The Powerful Link Between Sugar, Gut Inflammation and Disease
February 15, 2024From dipping your spoon into a rich chocolate dessert, pouring syrup onto a stack of fluffy pancakes to rushing through your morning for that first sip of a sugar-laden cuppa (the average vanilla latte at Starbucks contains roughly 35 g of sugar) — represents the everyday Western diet. But, did you know that sugar, the star ingredient in many daily lives, promotes gut inflammation that can turn into disease?
Excessive sugar consumption is associated with a multitude of health concerns like type 2 diabetes, NAFLD (non-alcoholic fatty liver disease), obesity, Irritable bowel disease (IBD), increased risk of cardiovascular disease (high blood cholesterol and stroke), cognitive decline including neurodegenerative diseases such as Parkinson's and Alzheimer's, and even some types of cancers.
Want to learn how sugar consumption might end up wreaking havoc on your health by instigating gut and systemic inflammation? How chronic inflammation stimulates a cascade of events that eventually show up as metabolic and autoimmune diseases such as type 2 diabetes and irritable bowel syndrome?
Let’s dive in and find out ways to redirect your gut health and strive towards a healthier life.
How does sugar consumption take a turn toward inflammation?
While sugars found in fruit and veggies come as a complete package including fiber and nutrients, added sugar in processed foods and sugary drinks is used as high fructose corn syrup (HFCS) made from fructose and glucose containing roughly 55% to 42% fructose.
Word of caution: A lot of fruit today has been engineered to have higher levels of sugar (measured in °Bx) and reduced fiber content.
Excessive consumption of simple sugars can be a trigger for metabolic syndrome which includes risk factors such as insulin resistance, high blood pressure, high blood cholesterol, and obesity which together might increase your risk of type 2 diabetes, heart disease, and stroke.
Sugar and Dysbiosis
The foods you consume feed not only you but also the trillions of microbes living in your gut. In a healthy gut environment, a diverse community of bacteria thrive within a symbiotic community.

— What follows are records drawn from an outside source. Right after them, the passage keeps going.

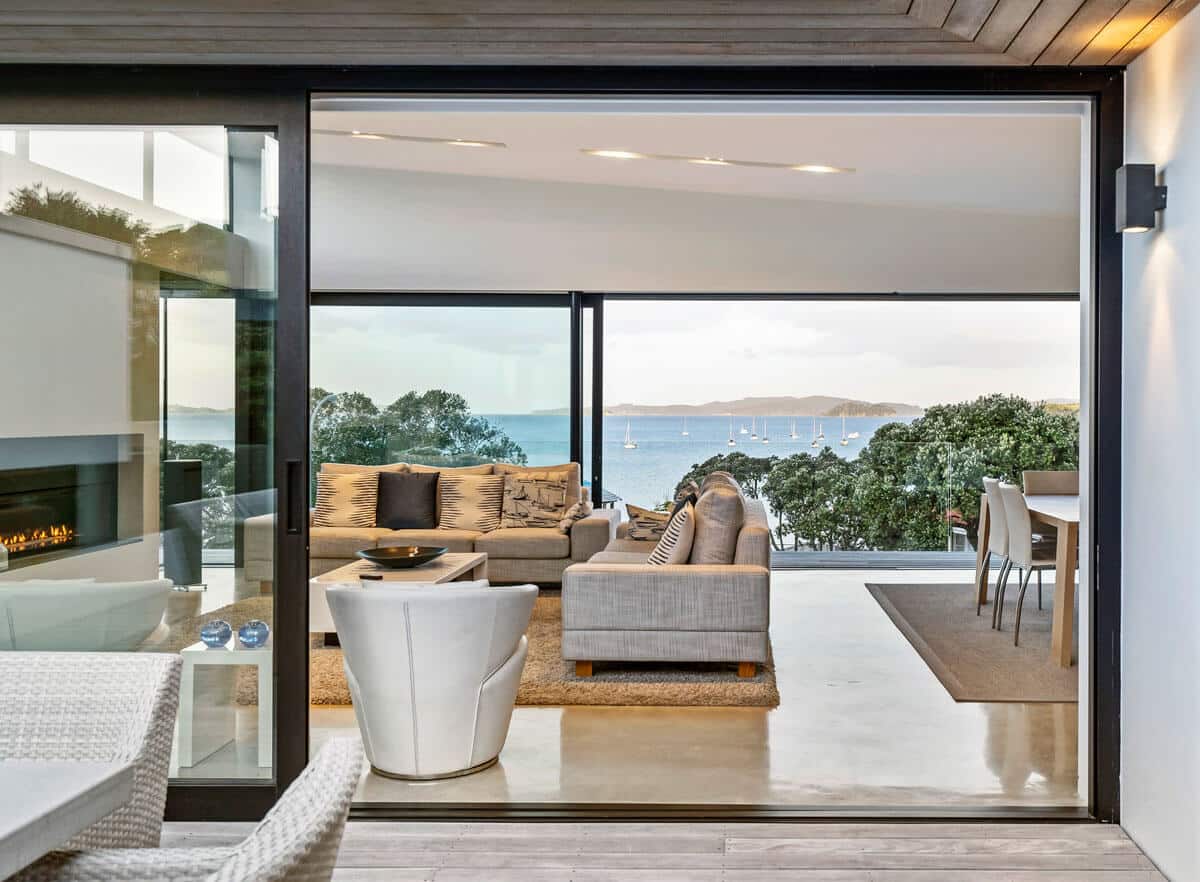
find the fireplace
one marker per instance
(64, 496)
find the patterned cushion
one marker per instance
(346, 468)
(485, 469)
(568, 472)
(646, 523)
(346, 499)
(471, 502)
(719, 516)
(675, 547)
(576, 513)
(529, 502)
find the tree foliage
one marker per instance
(911, 483)
(433, 427)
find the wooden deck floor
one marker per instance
(727, 852)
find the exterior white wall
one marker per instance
(391, 229)
(1161, 609)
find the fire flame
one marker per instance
(39, 538)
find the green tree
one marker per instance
(814, 498)
(438, 424)
(435, 427)
(919, 477)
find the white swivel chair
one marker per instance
(997, 538)
(433, 671)
(1023, 552)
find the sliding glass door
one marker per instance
(145, 451)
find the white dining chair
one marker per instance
(433, 671)
(1024, 553)
(997, 539)
(297, 841)
(105, 707)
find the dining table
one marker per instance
(47, 802)
(1062, 514)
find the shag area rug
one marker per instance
(547, 679)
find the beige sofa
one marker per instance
(537, 555)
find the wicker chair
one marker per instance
(297, 841)
(109, 707)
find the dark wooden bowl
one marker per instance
(402, 557)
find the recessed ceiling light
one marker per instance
(613, 154)
(465, 142)
(820, 169)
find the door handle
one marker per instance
(294, 501)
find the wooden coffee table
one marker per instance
(449, 568)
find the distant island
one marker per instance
(184, 409)
(767, 406)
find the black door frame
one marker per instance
(197, 94)
(101, 96)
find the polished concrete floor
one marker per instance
(712, 852)
(862, 723)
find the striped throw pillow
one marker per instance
(471, 502)
(675, 547)
(346, 499)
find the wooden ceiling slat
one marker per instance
(1162, 23)
(475, 49)
(1085, 24)
(586, 31)
(969, 16)
(931, 12)
(485, 19)
(1005, 23)
(367, 37)
(1120, 30)
(1043, 27)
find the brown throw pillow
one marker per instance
(576, 513)
(677, 540)
(529, 502)
(471, 502)
(647, 523)
(346, 499)
(407, 501)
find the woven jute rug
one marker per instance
(973, 661)
(549, 679)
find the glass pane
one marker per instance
(441, 385)
(863, 426)
(136, 481)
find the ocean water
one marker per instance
(646, 475)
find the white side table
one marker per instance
(190, 751)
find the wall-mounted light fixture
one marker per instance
(1138, 198)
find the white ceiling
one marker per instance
(1013, 157)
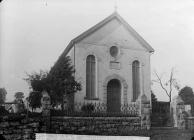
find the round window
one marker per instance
(114, 51)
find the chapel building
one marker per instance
(112, 63)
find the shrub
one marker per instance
(88, 108)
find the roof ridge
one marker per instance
(100, 24)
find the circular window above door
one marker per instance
(114, 51)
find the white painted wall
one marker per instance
(98, 44)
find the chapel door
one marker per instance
(113, 96)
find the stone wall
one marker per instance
(20, 128)
(96, 125)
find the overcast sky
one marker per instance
(33, 33)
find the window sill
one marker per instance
(86, 98)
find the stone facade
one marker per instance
(97, 41)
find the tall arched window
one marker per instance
(90, 77)
(136, 79)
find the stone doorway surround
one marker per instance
(124, 88)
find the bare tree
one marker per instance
(168, 85)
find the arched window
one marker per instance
(90, 77)
(136, 79)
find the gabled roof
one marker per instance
(115, 15)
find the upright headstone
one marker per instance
(46, 106)
(178, 109)
(145, 112)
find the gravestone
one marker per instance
(46, 106)
(178, 110)
(145, 112)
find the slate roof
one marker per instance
(114, 15)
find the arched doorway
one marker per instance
(113, 96)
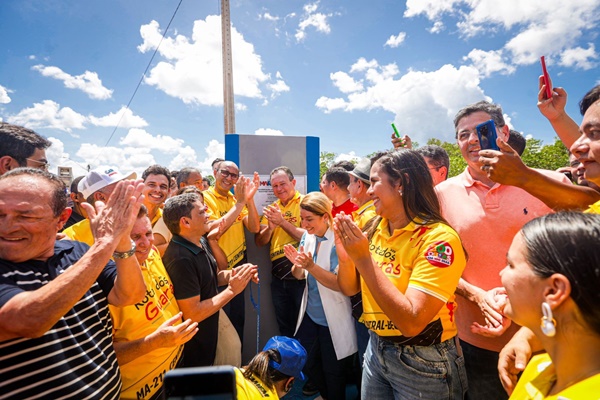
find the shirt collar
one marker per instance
(187, 244)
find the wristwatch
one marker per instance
(126, 254)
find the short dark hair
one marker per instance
(20, 143)
(566, 243)
(495, 112)
(185, 173)
(347, 165)
(59, 190)
(517, 141)
(178, 207)
(157, 170)
(589, 98)
(436, 154)
(339, 175)
(285, 169)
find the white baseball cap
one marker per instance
(99, 178)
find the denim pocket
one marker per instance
(424, 361)
(462, 373)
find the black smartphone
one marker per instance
(486, 132)
(201, 383)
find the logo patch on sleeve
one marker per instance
(440, 254)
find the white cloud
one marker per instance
(279, 86)
(192, 71)
(345, 83)
(488, 62)
(437, 27)
(424, 103)
(311, 18)
(49, 114)
(88, 82)
(4, 97)
(268, 17)
(268, 131)
(351, 156)
(362, 65)
(395, 41)
(579, 57)
(124, 118)
(537, 27)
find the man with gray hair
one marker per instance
(486, 215)
(21, 147)
(55, 328)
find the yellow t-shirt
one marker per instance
(143, 376)
(157, 217)
(428, 258)
(280, 237)
(364, 214)
(539, 376)
(81, 231)
(233, 241)
(250, 389)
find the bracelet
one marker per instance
(123, 255)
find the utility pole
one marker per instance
(228, 109)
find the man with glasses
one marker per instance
(230, 213)
(21, 147)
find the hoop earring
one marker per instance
(548, 324)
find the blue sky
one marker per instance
(339, 70)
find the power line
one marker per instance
(143, 75)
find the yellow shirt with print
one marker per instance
(233, 241)
(539, 377)
(143, 376)
(364, 214)
(253, 388)
(81, 231)
(291, 213)
(594, 208)
(428, 258)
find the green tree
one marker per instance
(326, 159)
(551, 156)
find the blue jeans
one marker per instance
(287, 296)
(322, 367)
(482, 372)
(400, 372)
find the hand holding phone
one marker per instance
(396, 131)
(546, 78)
(486, 132)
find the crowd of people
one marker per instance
(429, 287)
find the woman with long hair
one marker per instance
(552, 280)
(325, 326)
(271, 372)
(407, 264)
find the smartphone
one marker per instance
(396, 131)
(486, 132)
(546, 78)
(201, 383)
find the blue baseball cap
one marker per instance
(293, 355)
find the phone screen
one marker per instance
(546, 78)
(487, 135)
(203, 383)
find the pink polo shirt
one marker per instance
(486, 219)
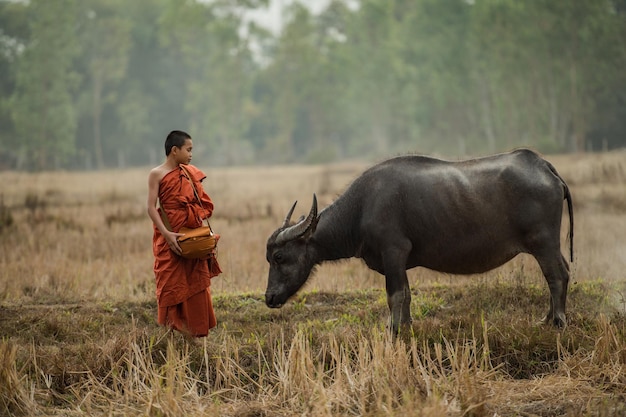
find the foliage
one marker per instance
(100, 83)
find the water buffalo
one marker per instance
(463, 217)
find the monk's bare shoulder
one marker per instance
(157, 173)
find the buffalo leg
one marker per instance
(555, 270)
(397, 285)
(399, 301)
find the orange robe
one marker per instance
(183, 285)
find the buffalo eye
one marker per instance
(278, 257)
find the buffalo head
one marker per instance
(289, 257)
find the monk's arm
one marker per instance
(153, 213)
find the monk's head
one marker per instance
(176, 138)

When you consume a large variety of whole foods, you sustain a diverse and competitive gut microbiome. But a compromised diet — that is low in fiber, high in sugar and/or unhealthy fats or any combination thereof — besides factors such as antibiotic treatments, genetics, age, stress, environment, lifestyle, etc., can cause an imbalance between different microbial families in the gut, known as dysbiosis.
When sugar absorption channels in the gut get saturated, residual sugars such as fructose and its metabolites can provide a growth medium for gram-negative bacterial families and lead to an increased amount of endotoxins in the gut.
A study conducted to elaborate on the effects of fructose on the gut found that mice that were fed a fructose-rich diet had an increase in Proteobacteria . Proteobacteria are one of the major sources of lipopolysaccharides (LPS) in the gut, an endotoxin associated with inflammation.
A study comparing the differences in the effects of fruit fructose and HFCS on the gut microbiome found that while a fruit-rich diet led to an increase in the Firmicutes phylum containing butyrate-forming bacteria (a bacterial by-product that has anti-inflammatory effects) such as Anaerostipes, Faecalibacterium and decrease in the abundance of Parabacteroides (a pathogenic bacterial species), HFCS containing diets led to a decrease in Firmicutes and an increase in Bacteroidetes.
Differences in dysbiosis
The relationship between the abundance of different bacterial phyla, for instance, Firmicutes to Bacteroidetes ratio might be used as a marker to predict health vs different disease states.
An increase in the F/B ratio, which can either be because of an increase in Firmicutes or a decrease in Bacteroidetes, has been associated with obesity. A decrease in the F/B ratio, which can either be because of a decrease in Firmicutes or an increase in Bacteroidetes, has been associated with Irritable bowel disease (IBD).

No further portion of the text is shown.